Zum Attentat auf Salman Rushdie

Gibt es eine islamische Bringschuld?

Es gibt im Islam Problemfelder, die nicht zu leugnen sind, und es liegt an den Muslimen, diese zu bearbeiten und eine Lehre zu etablieren, die weltweit keinen Spielraum für tödliche Fatwas lässt. Das findet der österreichische Autor Niko Alm.

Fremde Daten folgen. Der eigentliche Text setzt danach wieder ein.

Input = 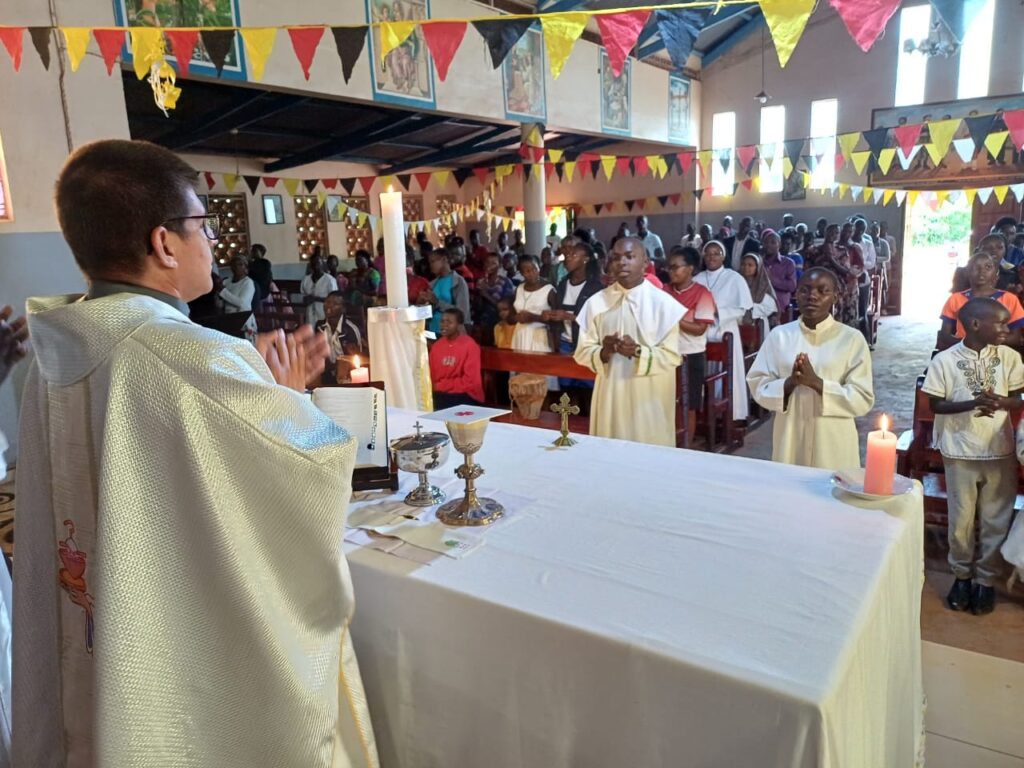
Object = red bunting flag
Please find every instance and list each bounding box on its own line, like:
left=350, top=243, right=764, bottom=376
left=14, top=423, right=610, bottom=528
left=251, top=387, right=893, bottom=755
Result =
left=1002, top=110, right=1024, bottom=152
left=288, top=27, right=325, bottom=80
left=163, top=30, right=199, bottom=77
left=0, top=27, right=25, bottom=72
left=413, top=171, right=430, bottom=191
left=893, top=123, right=925, bottom=158
left=595, top=10, right=650, bottom=77
left=828, top=0, right=900, bottom=53
left=420, top=22, right=467, bottom=82
left=92, top=30, right=125, bottom=75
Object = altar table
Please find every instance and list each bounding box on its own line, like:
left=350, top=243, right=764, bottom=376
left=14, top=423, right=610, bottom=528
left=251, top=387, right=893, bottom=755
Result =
left=345, top=411, right=924, bottom=768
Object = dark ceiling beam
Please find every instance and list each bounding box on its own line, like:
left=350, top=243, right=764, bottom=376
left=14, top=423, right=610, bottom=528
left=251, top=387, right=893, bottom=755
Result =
left=163, top=91, right=307, bottom=150
left=387, top=125, right=520, bottom=174
left=264, top=113, right=445, bottom=173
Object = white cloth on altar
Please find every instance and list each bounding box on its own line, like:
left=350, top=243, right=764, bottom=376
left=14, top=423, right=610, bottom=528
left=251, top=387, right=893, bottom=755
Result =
left=345, top=412, right=924, bottom=768
left=13, top=294, right=378, bottom=768
left=573, top=281, right=686, bottom=445
left=693, top=266, right=754, bottom=421
left=746, top=315, right=874, bottom=469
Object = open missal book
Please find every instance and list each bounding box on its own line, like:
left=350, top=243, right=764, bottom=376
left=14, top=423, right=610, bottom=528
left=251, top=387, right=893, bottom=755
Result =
left=312, top=386, right=390, bottom=470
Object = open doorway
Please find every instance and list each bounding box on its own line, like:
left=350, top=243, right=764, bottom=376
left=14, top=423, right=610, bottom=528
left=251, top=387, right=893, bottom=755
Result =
left=902, top=195, right=971, bottom=324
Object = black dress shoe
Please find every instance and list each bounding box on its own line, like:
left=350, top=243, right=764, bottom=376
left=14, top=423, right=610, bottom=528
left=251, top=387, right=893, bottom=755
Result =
left=946, top=579, right=971, bottom=610
left=971, top=584, right=995, bottom=616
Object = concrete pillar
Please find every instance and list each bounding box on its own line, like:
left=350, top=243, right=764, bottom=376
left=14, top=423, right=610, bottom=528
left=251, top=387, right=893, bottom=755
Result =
left=522, top=123, right=548, bottom=256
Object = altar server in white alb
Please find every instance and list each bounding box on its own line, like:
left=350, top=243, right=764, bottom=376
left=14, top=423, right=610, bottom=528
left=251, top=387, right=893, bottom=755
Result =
left=12, top=141, right=378, bottom=768
left=573, top=238, right=686, bottom=445
left=746, top=268, right=874, bottom=469
left=693, top=240, right=754, bottom=421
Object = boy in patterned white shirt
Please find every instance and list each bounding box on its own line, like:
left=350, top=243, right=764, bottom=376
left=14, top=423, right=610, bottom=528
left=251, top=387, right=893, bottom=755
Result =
left=922, top=298, right=1024, bottom=615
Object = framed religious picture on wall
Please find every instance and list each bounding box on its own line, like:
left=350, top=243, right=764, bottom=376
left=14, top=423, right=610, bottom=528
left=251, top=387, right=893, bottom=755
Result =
left=502, top=30, right=548, bottom=123
left=601, top=48, right=633, bottom=136
left=669, top=73, right=694, bottom=144
left=366, top=0, right=436, bottom=109
left=114, top=0, right=247, bottom=80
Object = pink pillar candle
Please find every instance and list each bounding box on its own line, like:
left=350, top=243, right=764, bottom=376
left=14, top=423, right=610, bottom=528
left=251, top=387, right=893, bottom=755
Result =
left=864, top=416, right=896, bottom=496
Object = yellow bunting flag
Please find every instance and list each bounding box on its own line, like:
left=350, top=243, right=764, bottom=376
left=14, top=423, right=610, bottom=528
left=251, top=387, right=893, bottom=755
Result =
left=601, top=155, right=616, bottom=181
left=240, top=27, right=278, bottom=80
left=381, top=22, right=418, bottom=61
left=837, top=133, right=860, bottom=160
left=925, top=118, right=964, bottom=165
left=131, top=27, right=164, bottom=80
left=879, top=146, right=896, bottom=174
left=541, top=13, right=590, bottom=80
left=60, top=27, right=91, bottom=72
left=850, top=150, right=871, bottom=175
left=985, top=131, right=1010, bottom=160
left=761, top=0, right=817, bottom=67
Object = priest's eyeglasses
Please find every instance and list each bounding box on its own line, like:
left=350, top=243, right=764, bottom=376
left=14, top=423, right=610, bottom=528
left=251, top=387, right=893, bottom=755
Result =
left=164, top=213, right=220, bottom=240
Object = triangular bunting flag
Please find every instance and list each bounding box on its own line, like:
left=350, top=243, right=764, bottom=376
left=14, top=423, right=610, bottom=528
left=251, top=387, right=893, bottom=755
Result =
left=29, top=27, right=51, bottom=71
left=851, top=150, right=871, bottom=176
left=162, top=30, right=198, bottom=78
left=964, top=115, right=996, bottom=152
left=828, top=0, right=900, bottom=53
left=953, top=136, right=974, bottom=165
left=240, top=27, right=278, bottom=80
left=541, top=13, right=590, bottom=80
left=985, top=131, right=1010, bottom=162
left=331, top=25, right=368, bottom=83
left=473, top=17, right=534, bottom=70
left=1002, top=110, right=1024, bottom=152
left=198, top=30, right=234, bottom=77
left=861, top=128, right=889, bottom=157
left=761, top=0, right=817, bottom=68
left=654, top=8, right=711, bottom=70
left=288, top=22, right=323, bottom=80
left=836, top=133, right=860, bottom=160
left=60, top=27, right=89, bottom=72
left=879, top=146, right=896, bottom=174
left=0, top=27, right=24, bottom=74
left=594, top=10, right=650, bottom=78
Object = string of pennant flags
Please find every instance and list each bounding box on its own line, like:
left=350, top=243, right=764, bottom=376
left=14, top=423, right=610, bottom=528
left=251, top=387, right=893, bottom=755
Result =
left=0, top=0, right=999, bottom=113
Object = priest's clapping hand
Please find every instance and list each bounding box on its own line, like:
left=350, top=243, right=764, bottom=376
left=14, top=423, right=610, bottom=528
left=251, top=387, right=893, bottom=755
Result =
left=256, top=326, right=330, bottom=392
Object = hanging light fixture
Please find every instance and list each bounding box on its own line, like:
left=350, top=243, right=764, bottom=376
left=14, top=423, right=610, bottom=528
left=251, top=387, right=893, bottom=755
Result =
left=754, top=24, right=771, bottom=104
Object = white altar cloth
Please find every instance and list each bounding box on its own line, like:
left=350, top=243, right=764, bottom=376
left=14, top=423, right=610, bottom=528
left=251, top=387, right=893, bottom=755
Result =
left=345, top=411, right=924, bottom=768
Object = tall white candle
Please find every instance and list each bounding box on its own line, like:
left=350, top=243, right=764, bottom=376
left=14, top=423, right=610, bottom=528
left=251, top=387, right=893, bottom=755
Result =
left=381, top=186, right=409, bottom=307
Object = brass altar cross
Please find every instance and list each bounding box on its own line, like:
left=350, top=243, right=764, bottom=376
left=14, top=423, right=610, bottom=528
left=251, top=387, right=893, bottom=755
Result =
left=551, top=392, right=580, bottom=447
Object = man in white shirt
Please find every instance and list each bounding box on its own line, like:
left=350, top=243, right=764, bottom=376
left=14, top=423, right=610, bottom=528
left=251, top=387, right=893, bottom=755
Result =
left=637, top=216, right=665, bottom=261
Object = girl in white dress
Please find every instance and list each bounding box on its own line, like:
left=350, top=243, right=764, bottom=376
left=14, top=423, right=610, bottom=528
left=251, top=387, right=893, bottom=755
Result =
left=512, top=255, right=558, bottom=389
left=693, top=240, right=754, bottom=421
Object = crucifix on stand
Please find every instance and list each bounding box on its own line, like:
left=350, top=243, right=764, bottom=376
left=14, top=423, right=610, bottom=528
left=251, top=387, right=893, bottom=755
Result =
left=551, top=392, right=580, bottom=447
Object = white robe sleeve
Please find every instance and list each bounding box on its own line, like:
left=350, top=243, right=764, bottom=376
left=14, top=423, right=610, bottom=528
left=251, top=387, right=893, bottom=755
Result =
left=819, top=333, right=874, bottom=417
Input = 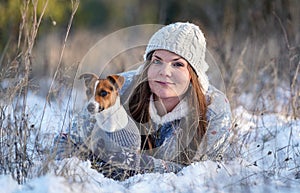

Ob das Attentat auf Salman Rushdie vom 12. August mit der 1989 ausgesprochenen Fatwa in direktem Zusammenhang steht, ist beim Schreiben dieses Textes noch nicht zweifelsfrei festzustellen. Der Täter hat seine Motive noch nicht offen gelegt – zumindest nicht der Öffentlichkeit gegenüber. Unabhängig von der Klärung dieser Frage legt aber schon die Existenz dieser islamischen Rechtsauskunft mit Tötungsabsicht alleine der Religion und ihren verschiedenen Institutionen, Muslimen, aber auch Staaten wie Österreich, die dem organisierten Islam und seinen Anhängern eine privilegierte Stellung in der Republik einräumen, einen gewissen Druck auf, sich zu erklären.

Fatwa

Selbstverständlich verurteilen viele Muslime, islamische Verbände und Institutionen die Tat; was aber nicht gelingt und auch nicht gelingen kann, ist, die mit Kopfgeld unterlegte Treibjagd auf Rushdie, die schon zu anderen Attentaten (auch mit tödlichem Ausgang) geführt hat, als etwas hinzustellen, das mit der Religion nichts zu tun hat.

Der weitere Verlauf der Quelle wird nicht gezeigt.